Alte Kämpfe

Oliver Bottinis Krimi "Im Auftrag der Väter" lässt die Grenzen zwischen Opfern und Tätern verschwimmen

Von Jörg von BilavskyRSS-Newsfeed neuer Artikel von Jörg von Bilavsky

Besprochene Bücher / Literaturhinweise

Keine Frage, Oliver Bottini schreibt glänzend. Er kann sich in Situationen und Menschen hineinversetzen und sie mit poetischer wie psychologischer Präzision lebendig werden lassen. Er kann Spannung aufbauen, indem er die Verbrechen nur andeutet oder ihre Beschreibung bewusst verzögert. Er überlässt nichts dem Zufall. Jede Handlung, jeder Gedanke ist überzeugend motiviert, jede Figur besitzt einen individuellen Charakter. Und jeder kriminalistische, politische oder historische Fakt ist perfekt recherchiert und rekonstruiert.

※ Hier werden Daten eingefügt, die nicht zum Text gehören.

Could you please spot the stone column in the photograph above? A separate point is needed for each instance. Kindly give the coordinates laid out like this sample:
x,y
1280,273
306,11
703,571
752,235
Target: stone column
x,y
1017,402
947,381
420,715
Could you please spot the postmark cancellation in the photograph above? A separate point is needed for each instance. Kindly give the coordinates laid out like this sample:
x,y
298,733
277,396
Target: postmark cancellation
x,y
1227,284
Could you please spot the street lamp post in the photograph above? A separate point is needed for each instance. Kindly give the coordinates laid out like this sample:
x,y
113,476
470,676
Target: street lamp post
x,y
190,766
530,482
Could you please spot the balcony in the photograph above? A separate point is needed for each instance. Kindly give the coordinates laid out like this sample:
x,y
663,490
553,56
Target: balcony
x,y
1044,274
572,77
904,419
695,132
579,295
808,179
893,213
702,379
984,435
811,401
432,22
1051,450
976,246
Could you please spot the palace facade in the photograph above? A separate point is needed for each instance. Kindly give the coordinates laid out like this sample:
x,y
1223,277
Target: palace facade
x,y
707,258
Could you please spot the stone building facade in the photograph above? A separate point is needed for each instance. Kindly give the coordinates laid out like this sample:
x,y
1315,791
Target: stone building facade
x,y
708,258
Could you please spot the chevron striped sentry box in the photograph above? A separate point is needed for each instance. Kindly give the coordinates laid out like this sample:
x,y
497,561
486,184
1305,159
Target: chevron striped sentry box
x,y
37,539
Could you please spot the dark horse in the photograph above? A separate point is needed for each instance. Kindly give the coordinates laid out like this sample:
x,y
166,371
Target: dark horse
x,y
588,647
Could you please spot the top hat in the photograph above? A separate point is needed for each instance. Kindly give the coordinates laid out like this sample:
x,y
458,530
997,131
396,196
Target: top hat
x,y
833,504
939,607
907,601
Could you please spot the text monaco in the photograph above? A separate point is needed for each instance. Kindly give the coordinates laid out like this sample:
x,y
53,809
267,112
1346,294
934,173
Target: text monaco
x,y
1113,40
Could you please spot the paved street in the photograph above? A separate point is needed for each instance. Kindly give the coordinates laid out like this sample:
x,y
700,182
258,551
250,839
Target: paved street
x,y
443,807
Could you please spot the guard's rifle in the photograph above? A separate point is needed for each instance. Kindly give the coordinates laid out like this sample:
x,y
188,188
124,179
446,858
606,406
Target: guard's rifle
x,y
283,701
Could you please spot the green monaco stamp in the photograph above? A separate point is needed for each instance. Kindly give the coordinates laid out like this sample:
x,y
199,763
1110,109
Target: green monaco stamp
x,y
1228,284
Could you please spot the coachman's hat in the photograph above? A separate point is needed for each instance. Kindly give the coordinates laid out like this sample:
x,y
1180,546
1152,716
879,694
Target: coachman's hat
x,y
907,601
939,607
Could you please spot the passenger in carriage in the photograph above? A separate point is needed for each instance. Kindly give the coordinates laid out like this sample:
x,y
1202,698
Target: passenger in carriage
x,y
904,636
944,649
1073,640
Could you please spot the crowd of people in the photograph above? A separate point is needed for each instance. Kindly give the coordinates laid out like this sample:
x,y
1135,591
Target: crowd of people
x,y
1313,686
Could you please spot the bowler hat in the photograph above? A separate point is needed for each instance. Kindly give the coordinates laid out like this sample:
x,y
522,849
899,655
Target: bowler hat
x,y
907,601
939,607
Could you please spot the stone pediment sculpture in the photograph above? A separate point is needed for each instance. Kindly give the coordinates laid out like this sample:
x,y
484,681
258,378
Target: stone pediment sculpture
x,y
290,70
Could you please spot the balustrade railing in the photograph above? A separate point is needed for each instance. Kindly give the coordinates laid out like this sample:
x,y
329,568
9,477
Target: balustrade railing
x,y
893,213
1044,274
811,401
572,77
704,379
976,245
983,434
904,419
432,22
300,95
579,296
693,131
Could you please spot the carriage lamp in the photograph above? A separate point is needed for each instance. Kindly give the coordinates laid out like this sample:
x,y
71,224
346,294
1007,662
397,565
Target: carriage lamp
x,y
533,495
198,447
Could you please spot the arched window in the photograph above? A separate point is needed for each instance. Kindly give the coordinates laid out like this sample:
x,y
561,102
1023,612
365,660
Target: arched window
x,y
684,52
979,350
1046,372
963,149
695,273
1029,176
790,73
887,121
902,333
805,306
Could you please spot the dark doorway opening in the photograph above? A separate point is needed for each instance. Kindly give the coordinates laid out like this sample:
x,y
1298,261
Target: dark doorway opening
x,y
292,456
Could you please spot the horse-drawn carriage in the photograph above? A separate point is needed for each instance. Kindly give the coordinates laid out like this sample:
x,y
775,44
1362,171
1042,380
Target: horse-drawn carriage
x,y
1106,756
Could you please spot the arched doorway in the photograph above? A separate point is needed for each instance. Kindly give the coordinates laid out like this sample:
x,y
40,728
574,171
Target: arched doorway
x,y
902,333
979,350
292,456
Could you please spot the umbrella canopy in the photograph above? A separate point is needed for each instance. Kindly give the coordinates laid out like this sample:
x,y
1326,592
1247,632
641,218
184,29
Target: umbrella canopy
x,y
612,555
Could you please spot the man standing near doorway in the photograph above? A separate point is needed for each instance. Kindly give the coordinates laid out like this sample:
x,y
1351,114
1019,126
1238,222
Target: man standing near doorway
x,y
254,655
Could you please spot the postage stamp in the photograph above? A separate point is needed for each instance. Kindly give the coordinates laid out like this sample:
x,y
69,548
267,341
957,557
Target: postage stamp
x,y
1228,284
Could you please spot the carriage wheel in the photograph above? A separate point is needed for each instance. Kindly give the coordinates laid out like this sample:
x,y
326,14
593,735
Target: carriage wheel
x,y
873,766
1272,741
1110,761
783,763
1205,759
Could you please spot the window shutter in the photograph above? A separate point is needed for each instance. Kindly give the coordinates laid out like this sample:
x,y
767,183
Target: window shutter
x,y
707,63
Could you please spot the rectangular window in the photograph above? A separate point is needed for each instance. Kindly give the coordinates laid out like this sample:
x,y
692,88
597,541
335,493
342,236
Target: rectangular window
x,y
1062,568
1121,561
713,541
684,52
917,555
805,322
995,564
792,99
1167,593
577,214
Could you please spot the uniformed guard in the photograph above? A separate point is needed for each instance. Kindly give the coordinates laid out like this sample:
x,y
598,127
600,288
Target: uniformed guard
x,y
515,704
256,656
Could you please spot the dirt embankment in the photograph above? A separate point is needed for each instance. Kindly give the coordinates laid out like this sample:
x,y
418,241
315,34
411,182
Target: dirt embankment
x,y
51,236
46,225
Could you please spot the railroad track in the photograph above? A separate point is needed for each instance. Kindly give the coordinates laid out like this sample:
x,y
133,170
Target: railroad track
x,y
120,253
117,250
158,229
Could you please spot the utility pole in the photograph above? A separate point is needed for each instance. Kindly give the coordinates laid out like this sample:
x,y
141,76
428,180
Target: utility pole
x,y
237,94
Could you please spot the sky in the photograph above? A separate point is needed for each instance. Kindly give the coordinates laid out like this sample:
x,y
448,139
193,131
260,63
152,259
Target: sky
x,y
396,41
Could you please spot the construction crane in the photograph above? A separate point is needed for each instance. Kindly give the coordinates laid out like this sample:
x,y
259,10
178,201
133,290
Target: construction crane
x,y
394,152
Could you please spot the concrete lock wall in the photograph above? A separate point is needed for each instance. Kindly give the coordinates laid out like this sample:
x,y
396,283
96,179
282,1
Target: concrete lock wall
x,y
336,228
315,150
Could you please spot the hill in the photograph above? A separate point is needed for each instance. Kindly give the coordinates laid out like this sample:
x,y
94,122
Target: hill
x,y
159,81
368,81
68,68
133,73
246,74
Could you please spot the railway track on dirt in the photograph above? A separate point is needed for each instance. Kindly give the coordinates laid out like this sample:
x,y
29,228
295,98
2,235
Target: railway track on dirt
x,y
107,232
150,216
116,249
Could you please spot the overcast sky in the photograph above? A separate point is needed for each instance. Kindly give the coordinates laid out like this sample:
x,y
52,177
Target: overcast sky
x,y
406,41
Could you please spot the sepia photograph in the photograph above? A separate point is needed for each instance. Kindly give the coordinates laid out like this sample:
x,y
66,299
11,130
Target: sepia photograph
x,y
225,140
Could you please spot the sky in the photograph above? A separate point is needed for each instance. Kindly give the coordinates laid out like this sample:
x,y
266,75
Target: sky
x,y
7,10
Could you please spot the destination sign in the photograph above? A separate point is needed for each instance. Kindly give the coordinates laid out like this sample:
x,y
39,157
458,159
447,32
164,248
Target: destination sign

Das macht seine Bücher so unverwechselbar. Aber mittlerweile auch relativ durchschaubar und weniger originell und überraschend. Denn auch in seinem dritten Kriminalroman "Im Auftrag der Väter" kreist wieder alles um die ehemals alkoholabhängige Freiburger Kommissarin Louise Bonì, deren private Probleme und persönliche Empfindungen immer auch Teil der Verbrechensaufklärung sind. Wieder einmal kämpft sie mit den Schatten ihrer eigenen Vergangenheit und der im Verborgenen liegenden Vergangenheit des Mörders. Und wieder stehen Krieg und Terror im Mittelpunkt, die unheilbare Wunden geschlagen haben und noch immer schlagen. Extremsituationen, in denen Täter zu Opfern und Opfer zu Tätern geworden sind. Und wo die Grenzen zwischen Recht und Gerechtigkeit fließend sind.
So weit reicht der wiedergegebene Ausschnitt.